Using Seaborn library to efficiently draw out important insights by plotting different types of graphs and charts.
Source: CO₂ Emissions Across Countries, Regions and Sectors
This project analyzes CO₂ emissions data from countries worldwide, providing comprehensive visualizations to understand emission patterns, trends, and relationships.
- Put your original file as
Data.csv
in project root. - Install requirements:
pip install -r requirements.txt
. - Run
python run_all.py
to generate cleaned data and all visualizations.
- Cleaned long-format CSV:
data/clean_co2_emissions.csv
- Figures:
outputs/figures/*.png
- Country features with cluster labels:
outputs/country_features_with_clusters.csv
Summary: This horizontal bar chart shows the top 15 countries with the highest total CO₂ emissions in 2023. China typically leads with the highest emissions, followed by the United States, India, and other major economies. This visualization helps identify the primary contributors to global CO₂ emissions and provides context for international climate policy discussions.
Summary: This line plot tracks the emission trends of the top 10 emitting countries over time. It reveals how different countries' emissions have evolved, showing patterns like rapid industrialization (China's steep rise), stabilization (US plateau), and varying growth rates across different economies. The visualization helps identify emission trajectories and potential policy impacts.
Summary: This histogram with kernel density estimation shows the distribution of CO₂ emissions across all country-year observations.
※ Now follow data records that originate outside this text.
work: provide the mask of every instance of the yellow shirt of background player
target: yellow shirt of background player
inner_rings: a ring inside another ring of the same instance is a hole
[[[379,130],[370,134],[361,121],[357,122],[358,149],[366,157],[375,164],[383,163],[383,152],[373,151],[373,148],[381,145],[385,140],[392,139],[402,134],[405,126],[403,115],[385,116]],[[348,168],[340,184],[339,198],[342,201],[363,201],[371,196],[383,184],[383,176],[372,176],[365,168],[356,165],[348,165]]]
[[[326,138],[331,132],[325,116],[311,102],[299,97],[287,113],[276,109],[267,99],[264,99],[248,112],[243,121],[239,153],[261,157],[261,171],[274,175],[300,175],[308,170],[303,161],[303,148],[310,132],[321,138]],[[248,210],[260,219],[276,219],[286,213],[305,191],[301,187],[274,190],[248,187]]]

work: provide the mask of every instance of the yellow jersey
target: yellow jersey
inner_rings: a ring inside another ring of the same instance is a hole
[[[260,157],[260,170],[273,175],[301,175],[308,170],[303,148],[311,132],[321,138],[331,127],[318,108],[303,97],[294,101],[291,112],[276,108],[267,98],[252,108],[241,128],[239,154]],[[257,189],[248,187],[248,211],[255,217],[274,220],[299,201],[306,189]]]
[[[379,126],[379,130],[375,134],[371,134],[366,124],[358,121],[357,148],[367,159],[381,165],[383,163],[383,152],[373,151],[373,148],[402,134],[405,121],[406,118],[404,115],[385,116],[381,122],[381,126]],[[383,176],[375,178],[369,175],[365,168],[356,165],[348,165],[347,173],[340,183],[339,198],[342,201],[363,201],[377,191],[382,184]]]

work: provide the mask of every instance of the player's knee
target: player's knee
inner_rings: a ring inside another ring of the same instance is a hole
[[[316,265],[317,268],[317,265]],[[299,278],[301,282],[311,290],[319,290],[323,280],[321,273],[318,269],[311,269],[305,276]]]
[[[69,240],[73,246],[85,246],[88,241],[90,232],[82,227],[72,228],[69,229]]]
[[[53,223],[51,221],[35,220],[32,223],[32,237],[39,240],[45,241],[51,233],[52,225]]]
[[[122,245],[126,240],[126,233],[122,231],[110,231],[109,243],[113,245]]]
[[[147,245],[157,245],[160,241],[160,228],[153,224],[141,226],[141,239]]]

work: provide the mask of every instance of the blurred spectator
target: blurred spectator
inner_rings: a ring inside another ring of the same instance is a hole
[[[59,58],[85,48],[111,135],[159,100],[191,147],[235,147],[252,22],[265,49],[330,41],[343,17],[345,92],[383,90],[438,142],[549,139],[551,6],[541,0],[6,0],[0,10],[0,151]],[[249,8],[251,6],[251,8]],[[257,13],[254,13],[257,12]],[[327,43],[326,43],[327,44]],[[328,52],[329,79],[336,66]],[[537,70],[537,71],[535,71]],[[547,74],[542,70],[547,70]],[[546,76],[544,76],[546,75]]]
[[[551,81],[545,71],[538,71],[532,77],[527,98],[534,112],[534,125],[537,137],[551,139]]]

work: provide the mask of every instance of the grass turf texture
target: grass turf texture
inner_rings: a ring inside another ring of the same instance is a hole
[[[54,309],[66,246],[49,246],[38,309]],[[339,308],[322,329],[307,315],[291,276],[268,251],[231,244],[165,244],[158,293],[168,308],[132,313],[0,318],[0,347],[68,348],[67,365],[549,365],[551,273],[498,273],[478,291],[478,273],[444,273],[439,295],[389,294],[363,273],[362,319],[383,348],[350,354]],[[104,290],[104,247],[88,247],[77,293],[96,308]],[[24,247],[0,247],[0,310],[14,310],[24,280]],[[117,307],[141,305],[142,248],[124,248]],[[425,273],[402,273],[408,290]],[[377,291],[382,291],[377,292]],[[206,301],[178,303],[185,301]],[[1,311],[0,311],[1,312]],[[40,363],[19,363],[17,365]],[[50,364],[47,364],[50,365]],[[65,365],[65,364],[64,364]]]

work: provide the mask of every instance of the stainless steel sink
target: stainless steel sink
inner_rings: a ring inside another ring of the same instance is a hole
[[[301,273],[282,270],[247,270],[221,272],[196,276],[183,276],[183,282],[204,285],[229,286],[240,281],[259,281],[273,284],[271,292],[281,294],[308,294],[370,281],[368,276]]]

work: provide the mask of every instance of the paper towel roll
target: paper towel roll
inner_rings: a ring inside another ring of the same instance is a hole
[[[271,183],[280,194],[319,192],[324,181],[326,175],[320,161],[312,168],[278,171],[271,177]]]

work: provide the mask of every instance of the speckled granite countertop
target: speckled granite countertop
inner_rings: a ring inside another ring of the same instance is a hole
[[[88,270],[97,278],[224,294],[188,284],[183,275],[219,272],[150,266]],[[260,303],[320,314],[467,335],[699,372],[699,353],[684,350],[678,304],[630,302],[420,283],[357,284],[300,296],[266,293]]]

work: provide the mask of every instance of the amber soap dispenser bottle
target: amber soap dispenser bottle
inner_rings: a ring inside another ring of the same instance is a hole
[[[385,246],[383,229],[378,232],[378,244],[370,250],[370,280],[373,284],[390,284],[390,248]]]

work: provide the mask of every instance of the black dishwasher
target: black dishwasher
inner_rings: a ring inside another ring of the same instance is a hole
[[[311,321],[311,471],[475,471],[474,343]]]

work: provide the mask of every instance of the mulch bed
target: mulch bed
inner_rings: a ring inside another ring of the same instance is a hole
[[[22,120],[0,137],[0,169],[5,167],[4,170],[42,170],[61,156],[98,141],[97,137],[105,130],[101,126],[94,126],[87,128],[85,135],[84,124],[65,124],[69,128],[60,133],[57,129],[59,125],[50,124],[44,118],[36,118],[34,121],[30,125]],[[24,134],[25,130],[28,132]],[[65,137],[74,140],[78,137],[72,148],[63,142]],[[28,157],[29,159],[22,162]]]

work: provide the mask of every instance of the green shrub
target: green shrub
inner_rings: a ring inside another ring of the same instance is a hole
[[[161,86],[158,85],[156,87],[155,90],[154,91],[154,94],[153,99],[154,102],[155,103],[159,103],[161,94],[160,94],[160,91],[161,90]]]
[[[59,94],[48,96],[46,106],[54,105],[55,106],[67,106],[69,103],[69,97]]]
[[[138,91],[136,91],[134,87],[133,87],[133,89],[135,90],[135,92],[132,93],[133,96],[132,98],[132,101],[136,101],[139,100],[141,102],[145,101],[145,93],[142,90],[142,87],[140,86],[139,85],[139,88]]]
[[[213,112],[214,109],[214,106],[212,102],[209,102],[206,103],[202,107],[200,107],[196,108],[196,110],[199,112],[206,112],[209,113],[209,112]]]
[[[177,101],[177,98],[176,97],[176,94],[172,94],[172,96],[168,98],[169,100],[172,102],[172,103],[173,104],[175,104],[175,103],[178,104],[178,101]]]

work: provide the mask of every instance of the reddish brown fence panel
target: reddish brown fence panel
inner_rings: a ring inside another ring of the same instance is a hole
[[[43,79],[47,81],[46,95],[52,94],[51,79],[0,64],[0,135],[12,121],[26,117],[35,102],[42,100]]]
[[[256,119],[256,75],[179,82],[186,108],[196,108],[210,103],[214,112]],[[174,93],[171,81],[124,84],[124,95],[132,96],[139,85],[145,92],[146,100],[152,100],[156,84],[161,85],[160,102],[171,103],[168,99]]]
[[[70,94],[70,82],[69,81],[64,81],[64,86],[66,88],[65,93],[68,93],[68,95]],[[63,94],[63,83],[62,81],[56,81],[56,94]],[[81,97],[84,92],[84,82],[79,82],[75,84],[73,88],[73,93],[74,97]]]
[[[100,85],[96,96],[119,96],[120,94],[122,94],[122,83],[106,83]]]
The plot typically reveals a right-skewed distribution, indicating that most countries have relatively low emissions while a few countries contribute disproportionately high amounts. This helps understand the global emission landscape and identify outliers.
Summary: This boxplot visualization shows the distribution of CO₂ emissions across countries for each year. It reveals trends in global emission patterns, including median values, quartiles, and outliers. The plot helps identify years with significant changes in global emission patterns and shows the evolution of emission inequality between countries over time.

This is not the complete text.